La Norvège ferme sa frontière aux touristes russes
La Norvège a annoncé jeudi (23 mai) la prochaine fermeture de sa frontière aux touristes russes, les privant du dernier point d’accès direct dans l’espace Schengen.
La Norvège a annoncé jeudi (23 mai) la prochaine fermeture de sa frontière aux touristes russes, les privant du dernier point d’accès direct dans l’espace Schengen.

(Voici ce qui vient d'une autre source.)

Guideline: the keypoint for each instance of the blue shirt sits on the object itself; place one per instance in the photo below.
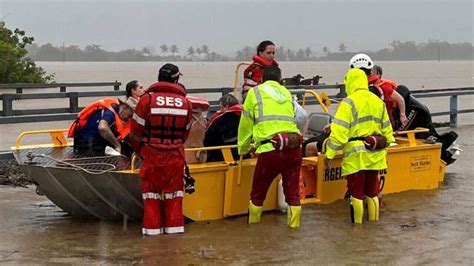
(90, 132)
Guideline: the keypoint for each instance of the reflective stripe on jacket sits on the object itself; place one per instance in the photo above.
(268, 110)
(360, 114)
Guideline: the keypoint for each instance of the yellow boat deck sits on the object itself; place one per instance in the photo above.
(222, 188)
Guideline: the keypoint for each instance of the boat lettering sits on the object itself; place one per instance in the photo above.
(333, 174)
(421, 163)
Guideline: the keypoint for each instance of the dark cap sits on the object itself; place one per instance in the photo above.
(168, 72)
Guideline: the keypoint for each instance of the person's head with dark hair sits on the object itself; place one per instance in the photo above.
(134, 89)
(228, 100)
(362, 62)
(377, 70)
(169, 73)
(266, 49)
(375, 91)
(271, 73)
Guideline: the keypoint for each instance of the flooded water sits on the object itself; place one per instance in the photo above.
(416, 227)
(415, 74)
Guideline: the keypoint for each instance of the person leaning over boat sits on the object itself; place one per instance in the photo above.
(361, 129)
(223, 126)
(100, 124)
(160, 126)
(134, 89)
(391, 97)
(253, 74)
(269, 120)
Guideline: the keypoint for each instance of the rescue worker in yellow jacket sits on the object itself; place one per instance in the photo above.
(268, 119)
(361, 129)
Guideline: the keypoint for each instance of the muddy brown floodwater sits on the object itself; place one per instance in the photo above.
(416, 227)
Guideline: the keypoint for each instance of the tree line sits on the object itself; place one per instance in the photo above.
(397, 50)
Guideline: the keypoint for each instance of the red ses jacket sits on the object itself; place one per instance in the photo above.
(162, 118)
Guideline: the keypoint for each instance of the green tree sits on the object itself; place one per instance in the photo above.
(326, 51)
(15, 67)
(174, 49)
(308, 52)
(342, 48)
(191, 51)
(164, 49)
(205, 49)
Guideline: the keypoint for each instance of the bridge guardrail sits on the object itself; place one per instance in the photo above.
(9, 116)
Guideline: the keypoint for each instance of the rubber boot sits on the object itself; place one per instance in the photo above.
(294, 216)
(254, 213)
(373, 209)
(357, 210)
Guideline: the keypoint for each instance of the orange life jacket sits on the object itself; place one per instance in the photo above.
(385, 82)
(84, 115)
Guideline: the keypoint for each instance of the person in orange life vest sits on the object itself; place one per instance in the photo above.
(222, 128)
(105, 126)
(134, 89)
(253, 74)
(197, 131)
(390, 97)
(160, 126)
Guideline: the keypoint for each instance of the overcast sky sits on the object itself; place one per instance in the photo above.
(229, 25)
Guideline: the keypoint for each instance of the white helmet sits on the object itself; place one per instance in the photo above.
(361, 61)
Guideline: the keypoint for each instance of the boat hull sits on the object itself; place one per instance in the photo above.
(220, 190)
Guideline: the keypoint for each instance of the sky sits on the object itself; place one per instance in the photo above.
(229, 25)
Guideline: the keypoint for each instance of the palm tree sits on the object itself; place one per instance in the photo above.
(174, 49)
(308, 52)
(342, 48)
(191, 51)
(164, 49)
(205, 49)
(326, 51)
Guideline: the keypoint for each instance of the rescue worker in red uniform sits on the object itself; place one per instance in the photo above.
(390, 96)
(160, 126)
(253, 74)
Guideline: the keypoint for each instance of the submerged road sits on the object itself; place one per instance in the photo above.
(416, 227)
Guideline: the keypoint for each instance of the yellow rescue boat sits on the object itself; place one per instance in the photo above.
(108, 187)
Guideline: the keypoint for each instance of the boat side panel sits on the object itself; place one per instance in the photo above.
(412, 168)
(207, 202)
(77, 186)
(117, 197)
(54, 191)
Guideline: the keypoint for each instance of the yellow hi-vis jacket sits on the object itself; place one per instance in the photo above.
(360, 114)
(268, 110)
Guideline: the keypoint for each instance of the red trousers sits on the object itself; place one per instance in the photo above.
(269, 165)
(364, 182)
(162, 191)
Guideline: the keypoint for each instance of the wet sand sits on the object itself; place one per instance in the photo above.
(416, 227)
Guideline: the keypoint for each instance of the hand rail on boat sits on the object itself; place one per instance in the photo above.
(322, 98)
(236, 79)
(226, 152)
(411, 134)
(57, 136)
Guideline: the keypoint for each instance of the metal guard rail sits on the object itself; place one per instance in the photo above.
(8, 115)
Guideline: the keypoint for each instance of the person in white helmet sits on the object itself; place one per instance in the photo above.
(387, 93)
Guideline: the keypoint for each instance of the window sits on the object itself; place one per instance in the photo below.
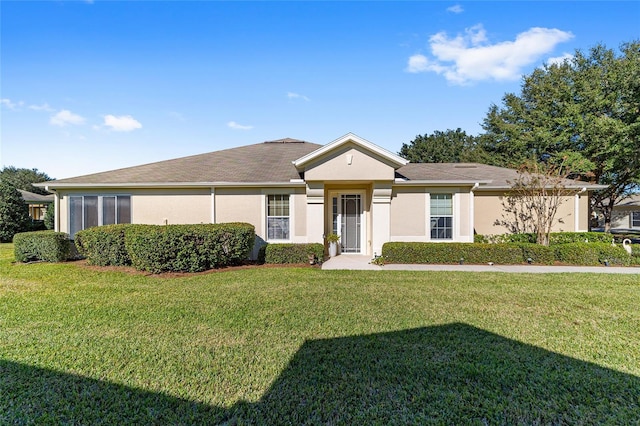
(278, 217)
(441, 216)
(95, 210)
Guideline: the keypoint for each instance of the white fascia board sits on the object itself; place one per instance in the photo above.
(438, 182)
(590, 187)
(172, 185)
(350, 137)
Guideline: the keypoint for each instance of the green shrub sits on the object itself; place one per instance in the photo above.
(554, 238)
(635, 254)
(293, 253)
(48, 246)
(538, 254)
(579, 237)
(188, 248)
(591, 254)
(588, 254)
(103, 245)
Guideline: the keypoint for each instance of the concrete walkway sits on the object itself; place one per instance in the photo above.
(355, 262)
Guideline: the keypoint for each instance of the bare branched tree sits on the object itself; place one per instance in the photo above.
(535, 197)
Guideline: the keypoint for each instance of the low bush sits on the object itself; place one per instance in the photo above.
(539, 254)
(293, 253)
(587, 254)
(591, 254)
(188, 248)
(48, 246)
(103, 245)
(398, 252)
(554, 238)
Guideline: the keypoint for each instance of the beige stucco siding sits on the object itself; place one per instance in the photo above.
(169, 206)
(408, 216)
(621, 217)
(489, 208)
(463, 219)
(349, 164)
(300, 214)
(240, 205)
(151, 206)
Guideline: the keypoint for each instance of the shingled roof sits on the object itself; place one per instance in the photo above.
(271, 162)
(259, 163)
(489, 177)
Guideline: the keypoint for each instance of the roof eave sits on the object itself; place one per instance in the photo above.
(350, 137)
(169, 185)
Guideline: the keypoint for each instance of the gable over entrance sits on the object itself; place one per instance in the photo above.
(349, 158)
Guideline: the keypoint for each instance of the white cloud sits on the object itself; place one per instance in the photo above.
(123, 123)
(559, 60)
(236, 126)
(292, 95)
(64, 117)
(43, 107)
(470, 57)
(7, 103)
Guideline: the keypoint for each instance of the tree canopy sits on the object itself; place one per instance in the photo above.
(24, 178)
(586, 108)
(450, 146)
(14, 212)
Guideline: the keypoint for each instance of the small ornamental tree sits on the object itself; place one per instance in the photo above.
(14, 212)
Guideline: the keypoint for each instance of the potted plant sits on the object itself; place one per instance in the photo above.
(333, 239)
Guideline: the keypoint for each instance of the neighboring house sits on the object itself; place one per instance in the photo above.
(296, 191)
(37, 203)
(626, 214)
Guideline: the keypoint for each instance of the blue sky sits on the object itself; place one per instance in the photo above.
(87, 86)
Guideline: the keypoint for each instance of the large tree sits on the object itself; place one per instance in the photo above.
(450, 146)
(14, 212)
(588, 106)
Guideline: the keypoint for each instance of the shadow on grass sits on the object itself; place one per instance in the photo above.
(448, 374)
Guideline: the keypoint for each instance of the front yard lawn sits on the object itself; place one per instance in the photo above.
(306, 346)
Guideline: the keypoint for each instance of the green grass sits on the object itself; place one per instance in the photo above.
(305, 346)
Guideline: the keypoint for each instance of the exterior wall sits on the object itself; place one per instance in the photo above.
(249, 205)
(410, 213)
(160, 207)
(240, 205)
(584, 210)
(349, 164)
(489, 208)
(621, 217)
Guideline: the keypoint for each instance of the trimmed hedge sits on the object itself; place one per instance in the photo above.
(554, 238)
(103, 245)
(188, 248)
(591, 254)
(398, 252)
(48, 246)
(506, 253)
(293, 253)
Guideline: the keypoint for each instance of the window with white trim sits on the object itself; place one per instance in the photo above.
(278, 217)
(86, 211)
(441, 216)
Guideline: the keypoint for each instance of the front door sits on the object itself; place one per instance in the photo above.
(347, 221)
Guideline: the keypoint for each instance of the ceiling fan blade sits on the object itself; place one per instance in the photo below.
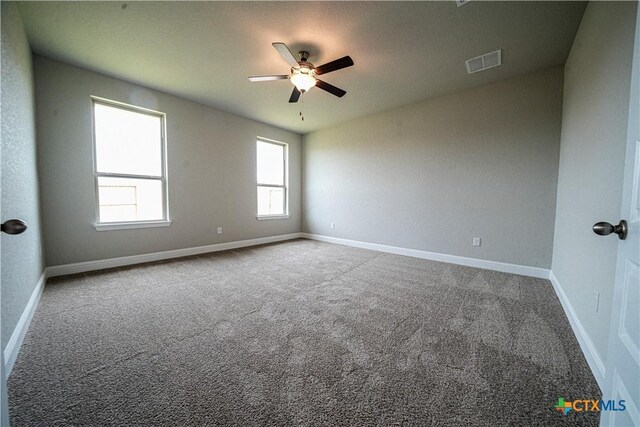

Le pays scandinave, qui partage une frontière terrestre de 198 km avec la Russie dans l’Arctique, emboîte ainsi le pas à l’Union européenne — dont il n’est pas membre — qui avait pris une mesure similaire dans le sillage de l’invasion russe de l’Ukraine.
« La décision de durcir les règles d’entrée est conforme à l’approche norvégienne consistant à se tenir aux côtés de ses alliés et partenaires en réponse à la guerre d’agression illégale de la Russie contre l’Ukraine », a indiqué la ministre de la Justice, Emilie Enger Mehl, dans un communiqué.
La Norvège, membre de l’OTAN, a quasiment cessé d’accorder des visas touristiques aux citoyens russes depuis le printemps 2022. Seuls les détenteurs d’un visa longue durée émis avant cette date ou accordé par un autre pays de l’espace Schengen pouvaient traverser le poste-frontière Storskog-Boris Gleb, seul point de passage terrestre entre les deux pays.
Ceux-ci se verront désormais interdire l’entrée dans le royaume à compter du 29 mai.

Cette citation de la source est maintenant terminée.